As described by Guin, Riley's property tax plan would increase rates for owners of the state's more expensive homes, while leaving owners of some lesser-valued homes with the same or lower property tax burden.

Currently, property is divided into four categories and taxed at a rate of 6.5 mills by the state. A mill is one-tenth of a cent, equivalent to $1 in taxes for every $1,000 of assessed property value.

Home and timber owners pay the 6.5-mill rate on 10 percent of their property's assessed value; automobile and boat owners pay on 15 percent; commercial property owners pay on 20 percent; utility companies pay on 30 percent.

Under Riley's plan, Guin said, all property would be taxed at 100 percent of the assessed value, but the millage rate would be lowered to 3 or 3.5 mills, and the homestead exemption, granted for a taxpayer's primary residence, would be increased to $50,000. Currently, the exemption varies from $2,000 to $4,000.

The changes would not apply to any local property tax rates and rules.

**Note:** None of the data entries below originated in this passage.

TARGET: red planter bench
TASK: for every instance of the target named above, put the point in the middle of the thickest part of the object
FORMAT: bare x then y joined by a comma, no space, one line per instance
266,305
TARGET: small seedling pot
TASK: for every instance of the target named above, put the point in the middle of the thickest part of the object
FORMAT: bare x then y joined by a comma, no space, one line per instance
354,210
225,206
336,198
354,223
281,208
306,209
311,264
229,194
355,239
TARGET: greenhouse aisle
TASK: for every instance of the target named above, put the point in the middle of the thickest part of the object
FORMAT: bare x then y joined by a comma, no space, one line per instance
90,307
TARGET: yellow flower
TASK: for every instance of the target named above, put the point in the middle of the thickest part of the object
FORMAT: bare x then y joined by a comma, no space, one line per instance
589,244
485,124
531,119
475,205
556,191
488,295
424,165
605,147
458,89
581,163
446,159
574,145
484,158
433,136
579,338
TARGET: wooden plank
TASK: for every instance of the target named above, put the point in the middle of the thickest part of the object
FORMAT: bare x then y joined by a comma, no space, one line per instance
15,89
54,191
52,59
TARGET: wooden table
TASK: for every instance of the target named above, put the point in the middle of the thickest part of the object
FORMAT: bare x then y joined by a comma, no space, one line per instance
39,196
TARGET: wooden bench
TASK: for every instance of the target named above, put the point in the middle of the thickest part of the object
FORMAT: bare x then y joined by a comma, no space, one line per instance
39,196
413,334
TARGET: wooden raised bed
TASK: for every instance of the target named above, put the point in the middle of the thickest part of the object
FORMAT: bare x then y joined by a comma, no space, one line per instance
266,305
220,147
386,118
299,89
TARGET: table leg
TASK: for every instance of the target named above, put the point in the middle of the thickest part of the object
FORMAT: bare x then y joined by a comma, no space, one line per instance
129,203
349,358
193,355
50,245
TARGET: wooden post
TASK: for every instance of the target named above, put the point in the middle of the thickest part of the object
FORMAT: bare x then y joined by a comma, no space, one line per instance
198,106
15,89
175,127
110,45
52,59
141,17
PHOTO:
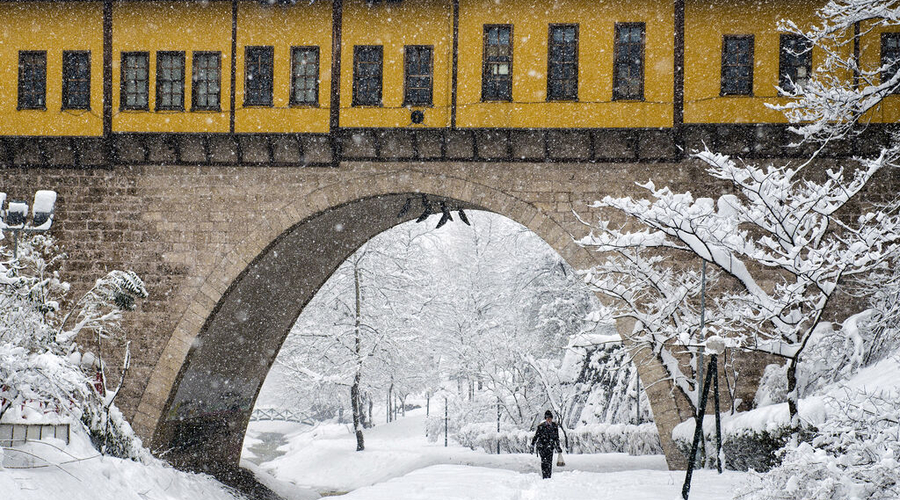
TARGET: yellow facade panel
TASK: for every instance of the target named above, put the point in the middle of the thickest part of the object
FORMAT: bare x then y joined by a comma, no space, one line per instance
706,23
394,25
282,27
54,28
596,28
171,26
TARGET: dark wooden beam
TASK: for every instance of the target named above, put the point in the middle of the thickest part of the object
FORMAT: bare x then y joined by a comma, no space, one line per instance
455,63
233,100
337,15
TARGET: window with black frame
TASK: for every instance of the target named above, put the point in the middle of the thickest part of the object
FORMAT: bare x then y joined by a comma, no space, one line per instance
304,76
418,82
737,65
496,74
135,85
76,92
206,77
562,62
367,68
258,86
628,65
170,81
890,57
32,79
795,62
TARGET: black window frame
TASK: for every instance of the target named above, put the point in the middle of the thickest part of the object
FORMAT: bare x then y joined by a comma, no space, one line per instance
886,60
414,83
177,104
489,78
143,89
730,84
32,80
196,84
360,81
791,58
259,75
76,80
561,95
619,55
297,78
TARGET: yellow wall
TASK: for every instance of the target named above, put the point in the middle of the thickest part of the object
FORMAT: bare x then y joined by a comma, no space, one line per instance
395,25
596,22
888,111
705,24
194,26
49,27
283,27
177,26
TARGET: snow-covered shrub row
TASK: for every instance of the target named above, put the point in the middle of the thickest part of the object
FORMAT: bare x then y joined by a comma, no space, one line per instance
854,454
45,378
597,438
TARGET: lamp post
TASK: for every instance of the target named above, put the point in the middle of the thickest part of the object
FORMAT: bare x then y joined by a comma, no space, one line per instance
14,217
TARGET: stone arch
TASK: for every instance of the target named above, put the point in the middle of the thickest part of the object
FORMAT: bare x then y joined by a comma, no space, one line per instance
198,398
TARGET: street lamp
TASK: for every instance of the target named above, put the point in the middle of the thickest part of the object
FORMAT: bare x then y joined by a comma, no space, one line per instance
14,217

Those proposals would leave a homeowner with a house valued at $50,000 or less without any state property tax, as the homestead exemption would reduce the taxable value of the home to zero. Right now, the owner of a $50,000 home, assuming a $4,000 homestead exemption, pays $6.50.

Considering the $50,000 homestead exemption, each additional $1,000 in value above $50,000 would amount to $3.50 in state property tax.

For example, the owner of a $75,000 home would pay the 3.5-mill rate on $25,000 after the exemption. The total state property tax bill would be $87.50. Today, that homeowner pays $22.75.

A $100,000 home would command $175 in state taxes under the plan Guin de scribed. That homeowner now pays $39 to the state.

Riley said again Wednesday that his plan would include about 30 bills. A preliminary list of 20 topics distributed earlier this week in the State House featured seven tax measures, 12 accountability reforms and a college scholarship program.

The governor said Wednesday that he is considering establishing a state-funded pre-kindergarten program.

Guin said House leaders have told the administration in strategy meetings that they want half of the bills sponsored by Democrats and half sponsored by GOP members.

"This has to be bipartisan," he said. "If the Republicans start voting against this, we'll vote against it, too."

Among other proposals legislators and lobbyists have said could be in the plan:

Creating graduated income tax rates of 4, 5 and 6 percent. The current rate is essentially a flat 5 percent.

Increasing the threshold at which a family of four pays income tax. That threshold is now $4,600, the lowest in the nation. Guin said Nabers proposed raising that first to $17,000, then up to $19,000 over the next two years.

Asking teachers and state employees to pay higher premiums and usage fees for health insurance.

Increasing the minimum retirement ages and length of service for new teachers and state employees.

Requiring that all new revenue be pooled in one account for the Legislature to appropriate, as opposed to the existing system of "earmarking" or legally predetermining how most tax money is spent.

Requiring fired teachers to use binding arbitration rather than the court system for reinstatement proceedings.

Allowing local school systems greater budgeting flexibility and the freedom to offer incentive pay to teachers in understaffed subject areas.

(Capital Bureau Reporter Sallie Owen contributed to this report.)